Jay-Z continued, “I am against discrimination of any kind but if I make snap judgments, no matter who it's towards, aren't I committing the same sin as someone who profiles? I am no stranger to being profiled and I truly empathize with anyone that has been put in that position. Hopefully this brings forth a dialogue to effect real change."

Sharpton, who is leading a shakedown against Barneys, defended Jay-Z, saying that the story wasn’t about Jay-Z. “Some people want to make this about Jay-Z,” Sharpton said. “No, this is about Barneys first.” Sharpton says that Barneys works with the NYD to “collude” against minorities.
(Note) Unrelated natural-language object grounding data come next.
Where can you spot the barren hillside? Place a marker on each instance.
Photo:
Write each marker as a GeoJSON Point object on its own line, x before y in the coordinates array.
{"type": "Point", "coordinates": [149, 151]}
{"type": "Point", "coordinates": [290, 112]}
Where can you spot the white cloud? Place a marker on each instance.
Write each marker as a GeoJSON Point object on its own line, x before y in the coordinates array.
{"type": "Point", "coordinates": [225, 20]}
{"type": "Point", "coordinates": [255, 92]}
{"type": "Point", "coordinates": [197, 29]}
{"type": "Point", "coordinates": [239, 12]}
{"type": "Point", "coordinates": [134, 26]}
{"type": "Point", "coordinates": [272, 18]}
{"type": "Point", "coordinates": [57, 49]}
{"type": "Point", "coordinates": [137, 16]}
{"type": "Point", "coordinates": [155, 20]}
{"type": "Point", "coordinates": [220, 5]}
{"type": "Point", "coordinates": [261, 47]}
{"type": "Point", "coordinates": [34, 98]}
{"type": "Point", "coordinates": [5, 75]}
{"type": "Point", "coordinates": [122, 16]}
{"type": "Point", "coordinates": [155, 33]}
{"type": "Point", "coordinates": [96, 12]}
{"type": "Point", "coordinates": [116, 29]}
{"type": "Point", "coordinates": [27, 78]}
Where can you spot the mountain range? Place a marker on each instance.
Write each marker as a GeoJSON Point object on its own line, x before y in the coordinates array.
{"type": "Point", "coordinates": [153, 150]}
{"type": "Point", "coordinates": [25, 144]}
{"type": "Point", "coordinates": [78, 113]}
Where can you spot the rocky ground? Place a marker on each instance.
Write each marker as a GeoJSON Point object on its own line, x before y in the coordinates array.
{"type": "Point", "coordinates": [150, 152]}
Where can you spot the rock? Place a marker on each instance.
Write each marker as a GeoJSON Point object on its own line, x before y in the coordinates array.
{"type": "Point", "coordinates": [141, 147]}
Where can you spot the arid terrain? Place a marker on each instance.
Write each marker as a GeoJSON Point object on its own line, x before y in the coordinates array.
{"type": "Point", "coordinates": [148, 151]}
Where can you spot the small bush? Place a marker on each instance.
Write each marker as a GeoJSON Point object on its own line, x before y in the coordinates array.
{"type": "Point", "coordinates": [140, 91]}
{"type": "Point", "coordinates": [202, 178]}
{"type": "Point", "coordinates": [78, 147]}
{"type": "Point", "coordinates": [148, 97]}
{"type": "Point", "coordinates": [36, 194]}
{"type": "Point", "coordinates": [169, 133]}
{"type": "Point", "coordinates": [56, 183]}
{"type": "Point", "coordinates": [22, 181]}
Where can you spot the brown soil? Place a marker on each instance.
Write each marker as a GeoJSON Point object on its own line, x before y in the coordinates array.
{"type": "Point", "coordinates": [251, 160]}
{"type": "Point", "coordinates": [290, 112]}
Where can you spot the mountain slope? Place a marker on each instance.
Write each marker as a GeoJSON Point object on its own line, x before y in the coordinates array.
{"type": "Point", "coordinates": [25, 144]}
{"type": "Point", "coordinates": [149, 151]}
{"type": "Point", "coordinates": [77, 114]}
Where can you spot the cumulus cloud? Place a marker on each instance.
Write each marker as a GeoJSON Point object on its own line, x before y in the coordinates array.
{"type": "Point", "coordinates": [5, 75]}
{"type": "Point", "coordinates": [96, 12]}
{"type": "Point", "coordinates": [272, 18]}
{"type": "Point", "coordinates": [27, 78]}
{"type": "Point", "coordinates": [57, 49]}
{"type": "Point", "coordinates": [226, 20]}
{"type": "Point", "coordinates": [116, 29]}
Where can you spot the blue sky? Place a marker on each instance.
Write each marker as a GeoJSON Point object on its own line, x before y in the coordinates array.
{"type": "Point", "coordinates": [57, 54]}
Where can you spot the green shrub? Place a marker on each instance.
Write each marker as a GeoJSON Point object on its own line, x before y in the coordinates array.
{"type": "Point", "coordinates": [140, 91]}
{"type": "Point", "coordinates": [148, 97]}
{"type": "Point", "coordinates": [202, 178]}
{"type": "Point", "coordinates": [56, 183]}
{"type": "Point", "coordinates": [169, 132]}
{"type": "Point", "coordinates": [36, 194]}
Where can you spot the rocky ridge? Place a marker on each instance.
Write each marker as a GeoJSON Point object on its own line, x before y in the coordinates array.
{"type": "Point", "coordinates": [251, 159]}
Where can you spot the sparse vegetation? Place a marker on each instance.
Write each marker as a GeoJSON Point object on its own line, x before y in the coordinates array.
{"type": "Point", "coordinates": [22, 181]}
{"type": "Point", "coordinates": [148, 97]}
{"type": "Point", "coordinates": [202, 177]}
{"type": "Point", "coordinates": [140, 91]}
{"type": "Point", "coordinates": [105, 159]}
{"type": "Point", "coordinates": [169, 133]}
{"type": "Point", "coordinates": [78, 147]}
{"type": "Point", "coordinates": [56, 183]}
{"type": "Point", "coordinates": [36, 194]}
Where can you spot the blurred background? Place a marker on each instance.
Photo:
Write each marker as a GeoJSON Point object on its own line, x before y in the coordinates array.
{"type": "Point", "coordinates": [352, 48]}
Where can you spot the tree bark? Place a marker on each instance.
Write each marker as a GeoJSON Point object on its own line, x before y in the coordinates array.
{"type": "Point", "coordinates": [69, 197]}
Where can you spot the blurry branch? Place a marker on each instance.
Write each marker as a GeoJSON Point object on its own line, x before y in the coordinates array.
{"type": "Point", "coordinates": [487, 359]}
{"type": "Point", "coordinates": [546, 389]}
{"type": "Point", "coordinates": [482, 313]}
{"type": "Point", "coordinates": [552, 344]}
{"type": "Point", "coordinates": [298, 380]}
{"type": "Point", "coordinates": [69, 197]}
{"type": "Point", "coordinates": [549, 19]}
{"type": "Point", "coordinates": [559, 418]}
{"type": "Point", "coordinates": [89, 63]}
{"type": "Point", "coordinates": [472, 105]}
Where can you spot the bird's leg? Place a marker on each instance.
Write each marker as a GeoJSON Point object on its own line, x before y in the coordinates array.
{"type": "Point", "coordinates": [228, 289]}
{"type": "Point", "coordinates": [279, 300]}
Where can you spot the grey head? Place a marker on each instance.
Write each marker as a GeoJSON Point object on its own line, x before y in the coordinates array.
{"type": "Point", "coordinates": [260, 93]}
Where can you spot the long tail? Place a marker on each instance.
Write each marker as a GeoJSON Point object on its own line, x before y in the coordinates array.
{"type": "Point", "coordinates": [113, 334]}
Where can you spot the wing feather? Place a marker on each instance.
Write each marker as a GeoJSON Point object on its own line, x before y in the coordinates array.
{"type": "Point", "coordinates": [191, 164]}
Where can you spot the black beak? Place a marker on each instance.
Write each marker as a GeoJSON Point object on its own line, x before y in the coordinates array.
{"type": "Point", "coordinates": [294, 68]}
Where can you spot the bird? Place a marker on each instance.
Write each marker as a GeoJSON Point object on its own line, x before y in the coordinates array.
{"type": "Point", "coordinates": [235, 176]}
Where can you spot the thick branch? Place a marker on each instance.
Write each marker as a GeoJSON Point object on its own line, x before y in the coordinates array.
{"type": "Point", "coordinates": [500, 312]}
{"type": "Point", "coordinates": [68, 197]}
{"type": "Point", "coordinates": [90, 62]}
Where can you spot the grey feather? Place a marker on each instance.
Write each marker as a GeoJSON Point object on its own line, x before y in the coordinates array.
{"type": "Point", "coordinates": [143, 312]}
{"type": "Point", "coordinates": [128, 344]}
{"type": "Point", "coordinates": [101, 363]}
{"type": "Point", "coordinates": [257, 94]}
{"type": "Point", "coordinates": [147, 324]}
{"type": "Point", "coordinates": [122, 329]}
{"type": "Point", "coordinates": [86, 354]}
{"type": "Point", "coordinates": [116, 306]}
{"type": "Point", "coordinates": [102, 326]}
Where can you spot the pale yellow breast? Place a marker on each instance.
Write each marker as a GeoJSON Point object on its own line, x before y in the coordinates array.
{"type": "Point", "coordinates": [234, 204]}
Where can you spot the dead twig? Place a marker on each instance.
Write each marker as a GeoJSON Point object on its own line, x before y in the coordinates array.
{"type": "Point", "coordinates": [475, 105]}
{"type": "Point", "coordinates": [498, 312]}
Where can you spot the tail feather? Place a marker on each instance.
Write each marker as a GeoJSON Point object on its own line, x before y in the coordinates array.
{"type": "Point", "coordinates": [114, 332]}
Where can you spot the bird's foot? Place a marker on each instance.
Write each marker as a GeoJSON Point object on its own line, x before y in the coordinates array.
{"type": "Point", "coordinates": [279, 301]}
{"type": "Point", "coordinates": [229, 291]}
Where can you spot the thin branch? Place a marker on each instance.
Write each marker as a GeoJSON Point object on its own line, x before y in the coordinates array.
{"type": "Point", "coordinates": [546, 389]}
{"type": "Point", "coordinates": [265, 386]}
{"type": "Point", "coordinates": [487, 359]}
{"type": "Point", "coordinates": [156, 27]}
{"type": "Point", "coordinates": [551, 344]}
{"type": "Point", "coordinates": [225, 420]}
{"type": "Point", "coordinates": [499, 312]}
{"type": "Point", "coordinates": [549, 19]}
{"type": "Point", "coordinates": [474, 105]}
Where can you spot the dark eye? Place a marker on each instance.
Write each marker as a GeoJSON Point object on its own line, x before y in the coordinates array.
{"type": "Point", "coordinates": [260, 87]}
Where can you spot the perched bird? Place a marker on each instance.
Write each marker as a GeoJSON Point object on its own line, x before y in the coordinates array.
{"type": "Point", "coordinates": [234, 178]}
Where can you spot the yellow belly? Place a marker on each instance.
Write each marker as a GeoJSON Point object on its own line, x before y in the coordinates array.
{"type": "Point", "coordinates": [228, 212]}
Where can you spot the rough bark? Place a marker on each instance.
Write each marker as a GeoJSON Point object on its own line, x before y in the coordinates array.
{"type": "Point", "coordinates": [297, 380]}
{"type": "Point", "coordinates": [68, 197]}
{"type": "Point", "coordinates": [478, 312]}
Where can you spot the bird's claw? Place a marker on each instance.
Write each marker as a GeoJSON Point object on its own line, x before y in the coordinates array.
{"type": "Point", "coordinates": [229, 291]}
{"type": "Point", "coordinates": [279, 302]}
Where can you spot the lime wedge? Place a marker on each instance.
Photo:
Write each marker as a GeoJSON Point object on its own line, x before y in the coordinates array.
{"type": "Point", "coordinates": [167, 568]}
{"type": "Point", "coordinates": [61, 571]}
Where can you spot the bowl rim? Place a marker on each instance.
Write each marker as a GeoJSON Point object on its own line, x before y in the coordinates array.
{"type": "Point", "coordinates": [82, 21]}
Said Sharpton: “What is the collusion between the NYPD and your security that four blocks away from the store, the NYPD stops somebody that bought something in your store? We call 911 and can’t get no response. Somebody spent over two grand, and you pick them up four blocks later.”

Kirsten John Foy, head of Sharpton’s National Action Network Brookly office, defended Jay-Z too: “There’s a lot of talk about whether or not Barneys should be doing business with certain black people. I think it’s a racist notion to assume that the only black person Barneys does business with is Jay Z. We’re not there to focus on Jay Z. Jay-Z did not write the corporate policy at Barneys. Jay-Z is just like every other business man, he is there to make money and if he is the only black business man that does business with Barneys – that is the problem.”